The Oklahoma State Department of Health reported 228 new cases of COVID-19 on Tuesday, the most in a single day so far.
The state now has 8,645 total cases of the illness, and its seven-day average of new cases has surged from 69 on June 1 to 183 as of Tuesday.
Tulsa County had 76 new cases on Tuesday, its third-highest increase to date and in just the past week. The county now has 1,729 total cases of COVID-19, most in the state. Oklahoma County has the second-highest number of total cases, 1,673, an increase of 30 from Monday.
Four deaths that happened between June 7 and Sunday were reported on Tuesday. Two deaths were in Tulsa County: a man between 18 and 35 years old, and a man 65 or older. Tulsa County now has 64 deaths, tied with Oklahoma County for the most in the state.

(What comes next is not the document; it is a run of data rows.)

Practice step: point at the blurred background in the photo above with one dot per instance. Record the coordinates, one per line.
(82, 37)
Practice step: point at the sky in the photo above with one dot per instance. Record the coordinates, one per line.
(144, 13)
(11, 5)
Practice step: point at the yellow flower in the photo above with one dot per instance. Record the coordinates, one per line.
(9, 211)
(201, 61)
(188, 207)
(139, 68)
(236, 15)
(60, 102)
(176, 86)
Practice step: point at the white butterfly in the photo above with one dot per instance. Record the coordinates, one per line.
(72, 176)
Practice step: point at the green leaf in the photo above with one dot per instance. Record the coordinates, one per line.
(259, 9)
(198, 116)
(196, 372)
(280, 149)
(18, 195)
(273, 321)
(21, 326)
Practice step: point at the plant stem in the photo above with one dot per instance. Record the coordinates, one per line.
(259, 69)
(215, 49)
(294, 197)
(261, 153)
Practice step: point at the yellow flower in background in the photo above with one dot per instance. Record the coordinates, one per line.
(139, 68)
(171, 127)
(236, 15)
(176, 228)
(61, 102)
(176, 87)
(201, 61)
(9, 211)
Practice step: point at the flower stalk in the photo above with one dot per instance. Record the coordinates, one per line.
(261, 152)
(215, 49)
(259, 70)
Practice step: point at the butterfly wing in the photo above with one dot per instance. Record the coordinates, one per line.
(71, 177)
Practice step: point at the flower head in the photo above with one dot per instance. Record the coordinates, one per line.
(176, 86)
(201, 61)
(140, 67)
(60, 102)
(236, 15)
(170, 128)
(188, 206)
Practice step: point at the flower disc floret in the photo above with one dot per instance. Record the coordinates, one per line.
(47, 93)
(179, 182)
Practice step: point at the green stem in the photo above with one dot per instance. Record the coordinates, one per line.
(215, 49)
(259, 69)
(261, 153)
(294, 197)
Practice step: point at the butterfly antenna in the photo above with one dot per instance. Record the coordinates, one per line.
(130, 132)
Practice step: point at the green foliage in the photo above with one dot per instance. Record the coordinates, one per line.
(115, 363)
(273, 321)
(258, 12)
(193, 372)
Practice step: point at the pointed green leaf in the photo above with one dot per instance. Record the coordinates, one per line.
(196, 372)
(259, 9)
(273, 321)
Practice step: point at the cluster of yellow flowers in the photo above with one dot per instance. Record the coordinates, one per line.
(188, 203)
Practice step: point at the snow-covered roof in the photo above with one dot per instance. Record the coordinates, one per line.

COVID-19 has now killed a total of 363 Oklahomans. The illness has hospitalized 1,130, with 172 currently in the hospital.
The state health department reported 137 additional patients had recovered on Tuesday, bringing the total number of people recovered to 6,765. Patients are considered to have recovered from COVID-19 if they did not die, are not currently hospitalized and it has been at least 14 days since their symptoms began. Symptoms, however, have been known to linger for several weeks.
Active cases in Oklahoma continue to climb and are at 1,517.
Dr. Dale Bratzler with OU Medicine said the state still meets federal hospital bed and equipment availability criteria for reopening.
"Where we don’t meet the criteria now are the fact that we have a rising number of new cases — so, we went from 70 a day two weeks ago up to 170 a day based on the current daily averages — and the percentage of tests that are being done that are positive has gone up," Bratzler said.
The health department reported Tuesday that 263,882 specimens have been tested for COVID-19, and the state's positive rate is 3.7%. That number is based on all tests.
Recent testing numbers have remained steady, and daily positive test rates have risen as high as 6.7% in the past week.
Bratzler said especially in younger age groups, people have become lax about following practices to prevent the spread of the coronavirus, like wearing masks in public and staying six feet from others.